Maybe their old one just died, maybe they are about to go away for work,
whatever. Some people just want things right away.

Spend some time around a car dealership and you'll find buyer behaviour that
seems very unrational to a careful person, but then the spread of car buyer is
pretty much the spread of the population. As such, dealers need a certain
amount of inventory to keep the showroom full and satisfy buyer demands.

Finally, you'd be surprised how many people can be upsold on expensive
features (sunroof, leather, alloy wheels) with high margins because the car
they are intending to buy is sitting right there, on the floor, ready to go,
with just a teensy-weensy few more features on it. You wouldn't get upsold at
McDonalds if you had to wait for the bigger fries, the same at dealers. Having
the up-sell sitting right there, in front of the buyer, sometimes works with
getting them to buy more.

The flip side of this is that certain franchised dealers are forced to carry
inventory by the manufacturer. The manufacturer helps out with the inventory
costs by giving better finance on the inventory, but as a flip side they
basically force-feed the dealer with stock. It's up to the dealer to move that
stock. I guess from the manufacturers point of view, it gives them a certain
level of predictability with their month-to-month sales and keeps the dealers
working hard to move cars.

------
scottkrager
Neat service. Something I would use. Has some similarities to
<http://truecar.com>

I'd like to see the specific options package listed (checkbox form maybe?) vs.
having to write the features I'd like. That way there is really no negotiation
that could go on.

------
ja27
It certainly seems like an easy to understand value prop. I've done ok on
negotiating cars, but only after a lot of research and through a lot of
frustration. I've told a friend of mine (an aggressive attorney) that I'd
gladly pay her to go negotiate a car for me.

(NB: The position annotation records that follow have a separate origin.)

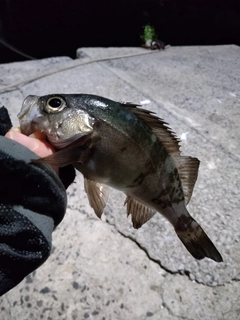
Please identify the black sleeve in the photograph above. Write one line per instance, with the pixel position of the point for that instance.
(32, 203)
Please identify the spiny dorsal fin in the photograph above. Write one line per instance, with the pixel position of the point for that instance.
(188, 172)
(140, 212)
(161, 129)
(97, 195)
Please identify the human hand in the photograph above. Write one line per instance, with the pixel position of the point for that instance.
(36, 142)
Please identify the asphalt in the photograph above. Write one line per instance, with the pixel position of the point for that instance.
(105, 269)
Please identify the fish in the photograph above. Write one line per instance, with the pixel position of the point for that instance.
(123, 146)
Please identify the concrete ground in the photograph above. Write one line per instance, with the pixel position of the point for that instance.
(105, 269)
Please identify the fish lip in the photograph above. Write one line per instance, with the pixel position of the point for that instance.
(28, 113)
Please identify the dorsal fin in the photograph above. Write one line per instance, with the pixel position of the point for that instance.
(187, 166)
(188, 172)
(139, 211)
(161, 128)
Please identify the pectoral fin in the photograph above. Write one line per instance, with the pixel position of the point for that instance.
(140, 212)
(97, 195)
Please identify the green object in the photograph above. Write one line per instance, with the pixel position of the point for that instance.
(149, 33)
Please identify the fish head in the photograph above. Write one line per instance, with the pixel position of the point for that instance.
(59, 117)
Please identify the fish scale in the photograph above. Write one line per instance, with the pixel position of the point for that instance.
(126, 147)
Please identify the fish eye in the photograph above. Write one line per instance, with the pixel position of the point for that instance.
(55, 104)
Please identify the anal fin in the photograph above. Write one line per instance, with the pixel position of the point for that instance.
(97, 195)
(140, 212)
(188, 172)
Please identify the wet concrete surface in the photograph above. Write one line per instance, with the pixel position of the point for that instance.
(106, 269)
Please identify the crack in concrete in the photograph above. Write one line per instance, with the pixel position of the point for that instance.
(180, 272)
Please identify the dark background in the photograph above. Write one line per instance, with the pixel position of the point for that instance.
(44, 28)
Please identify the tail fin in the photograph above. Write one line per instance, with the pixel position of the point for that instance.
(195, 239)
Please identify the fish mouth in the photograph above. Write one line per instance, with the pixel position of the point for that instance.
(28, 113)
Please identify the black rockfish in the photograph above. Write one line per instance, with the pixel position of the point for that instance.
(125, 147)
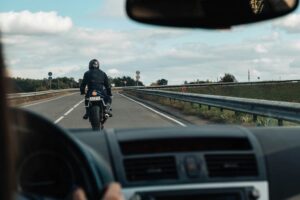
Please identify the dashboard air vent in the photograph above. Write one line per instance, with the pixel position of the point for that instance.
(231, 165)
(149, 169)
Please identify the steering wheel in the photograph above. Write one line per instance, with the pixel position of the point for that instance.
(93, 169)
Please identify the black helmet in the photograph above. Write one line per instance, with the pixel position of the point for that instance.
(94, 64)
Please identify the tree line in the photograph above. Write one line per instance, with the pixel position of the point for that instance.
(33, 85)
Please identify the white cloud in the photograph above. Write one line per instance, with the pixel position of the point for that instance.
(261, 48)
(290, 23)
(113, 72)
(26, 22)
(157, 53)
(113, 8)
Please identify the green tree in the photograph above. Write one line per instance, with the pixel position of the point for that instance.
(125, 81)
(162, 82)
(228, 78)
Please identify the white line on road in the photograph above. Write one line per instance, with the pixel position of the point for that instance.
(155, 111)
(33, 104)
(68, 112)
(58, 120)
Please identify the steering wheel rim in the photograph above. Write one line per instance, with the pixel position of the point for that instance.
(96, 174)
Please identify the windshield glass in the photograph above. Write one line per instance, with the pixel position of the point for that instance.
(48, 46)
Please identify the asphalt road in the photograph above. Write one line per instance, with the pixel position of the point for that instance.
(67, 111)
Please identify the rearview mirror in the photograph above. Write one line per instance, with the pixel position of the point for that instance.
(211, 14)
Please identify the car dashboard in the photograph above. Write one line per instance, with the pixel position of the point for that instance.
(209, 162)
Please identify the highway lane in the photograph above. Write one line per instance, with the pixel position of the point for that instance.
(68, 110)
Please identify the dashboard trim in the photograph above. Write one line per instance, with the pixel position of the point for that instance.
(261, 186)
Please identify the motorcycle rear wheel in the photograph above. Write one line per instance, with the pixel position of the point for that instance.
(95, 117)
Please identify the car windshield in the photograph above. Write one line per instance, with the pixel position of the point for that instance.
(159, 76)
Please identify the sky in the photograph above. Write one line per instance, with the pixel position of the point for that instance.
(62, 36)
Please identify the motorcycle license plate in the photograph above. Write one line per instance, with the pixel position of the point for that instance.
(95, 98)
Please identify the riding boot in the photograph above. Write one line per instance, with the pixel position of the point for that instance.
(108, 109)
(86, 115)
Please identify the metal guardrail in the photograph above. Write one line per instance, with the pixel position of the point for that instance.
(32, 94)
(275, 109)
(214, 84)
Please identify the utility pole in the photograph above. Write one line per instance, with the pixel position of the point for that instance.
(248, 75)
(50, 78)
(137, 77)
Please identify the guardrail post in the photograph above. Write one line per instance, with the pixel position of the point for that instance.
(280, 122)
(254, 118)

One of my worst experiences was trying to play the "let dealers compete" game
online. I'd get 4 to 24 hour turnaround times on emails, which just wasn't
going to work. As a bonus, I still get several emails a week from dealers
still trying to get my business. (Thankfully on my semi-throwaway account.)

------
jonknee
It's like CarsDirect, but paid for by the buyer instead of seller. Hard to
judge its usefulness without buying a car, but there's room for a lot of
players in this space.

------
mc32
The team pictures have obvious heavy shadows from a single flash. Otherwise,
looks promising, I might give them a try next time round.

------
tickle_me_elmo
If the site has been running for over a year, how can it be said to "launch"
today?